Identifying and Preventing Employee Fraud

According to the Association of Certified Fraud Examiners, businesses lose 5% of their annual revenue to employee fraud and abuse. Businesses with fewer than 150 employees—are the most vulnerable to employee fraud. They lack the resources to absorb losses.

As well, most employers trust the people that they work with every day. A small business can feel like family, and discovering fraud can have an emotional and morale impact. As uncomfortable as it may feel to think about fraud, knowing where to identify it and how to prevent it can protect your business’s future.

Most Common Areas of Employee Fraud

To identify employee fraud, you need to know where it’s most common. This will also help you put checks and processes in place to prevent fraud.

Check tampering is one place where a fraudulent employee may skim off the stop. They could steal blank checks and forge amounts and signatures on them. It’s also easy to alter a number by shifting a decimal point or adding a zero.

If you make a habit of leaving a few signed, blank checks over the weekend for the restaurant manager, they could take advantage of this. One of the best ways to prevent this type of fraud is to leave your business checkbook locked up, and never sign blank checks. Another way is to shift all your payments to online, automatic payments that can’t be altered.

Your bi-weekly or monthly payroll processing offers another opportunity for fraud. Your bookkeeper could set up and pay a fake employee. They could direct a paycheck to the wrong bank account, or even raise a pay rate without authorization.

How closely do you watch your accounts payable? Billing schemes allow some fraudsters to line their pockets by mocking up and paying fake invoices. Or, they could set up a dummy vendor in your system.

Employees other than your payroll supervisor or accounts payable clerk also have opportunities for fraud. Your salespeople could try to sneak unauthorized expenses past the bookkeeper – such as a hefty bar bill when company policy doesn’t reimburse alcohol-related expenses. Or, they could submit fake expenses that they never incurred.

Preventing Employee Fraud

Keep a close eye on your financial statements. You should review them quarterly, at a minimum, but also performing unannounced spot checks can keep people honest. If they never know when you’re going to request a bank reconciliation, they’re less likely to take the risk of writing a fake check.

If you see unusual spikes, or activity, ask questions. In larger corporations, senior management often reviews a monthly flux explanation file which explains large movements. This could be beneficial to a smaller company.

As often as you feel is necessary, review a list of your vendors and look for anything unusual. Pay particular attention to any new vendors, especially if you’re concerned about a jump in accounts payable. If you’re not comfortable performing this analysis yourself, ask your accountant or tax professional about their fraud and audit services.

Another method of preventing fraud is segregating duties. No one employee should have end-to-end control over payments.

You could set up a process where all invoices for payment go through a supervisor for review.
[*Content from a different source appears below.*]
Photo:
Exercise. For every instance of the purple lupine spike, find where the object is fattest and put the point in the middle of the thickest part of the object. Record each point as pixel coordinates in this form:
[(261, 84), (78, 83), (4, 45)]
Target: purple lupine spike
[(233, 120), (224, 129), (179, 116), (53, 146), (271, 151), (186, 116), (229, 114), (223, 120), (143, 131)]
Establish a policy where two signatures are required for payments over a certain amount. Or, have a different person set up all new employees and vendors than the bookkeeper who cuts the actual checks.

Education is also key to preventing fraud. The salesperson could have submitted the expense reimbursement in good faith. Conduct anti-fraud training on at least a yearly basis, if not more often.

Employees who know what to look for can help you find fraud perpetrated by someone else in your organization. If they’re aware of policies and procedures to prevent fraud, it prevents innocent mistakes. And it’s a less confrontational way to let your employees know that you do pay attention.

What If You Find Fraud?

You must act swiftly and decisively if you find fraud, but before you fire an employee make sure that you have fully documented their misbehavior and have proof.

In most cases, it’s not worth the time or money to prosecute small thefts. Letting the person go without a reference may be the easiest way to resolve the problem. Check local laws and involve your human resources department in whatever actions you take, as this protects you from a potential lawsuit.

In the case of large amounts, you may need to prosecute. This could involve working with an accountant, human resources, and legal professionals. In many cases, it’s best to speak with them before the employee is aware that you’ve found their fraud.

Employee fraud is a difficult, and costly, topic. It can feel like, and often is, a betrayal. Prevention is key, but it’s unrealistic to think that you could be in business for years without at least one instance where it rears its ugly head. Knowing how to handle it minimizes its impact and helps you move beyond the situation faster.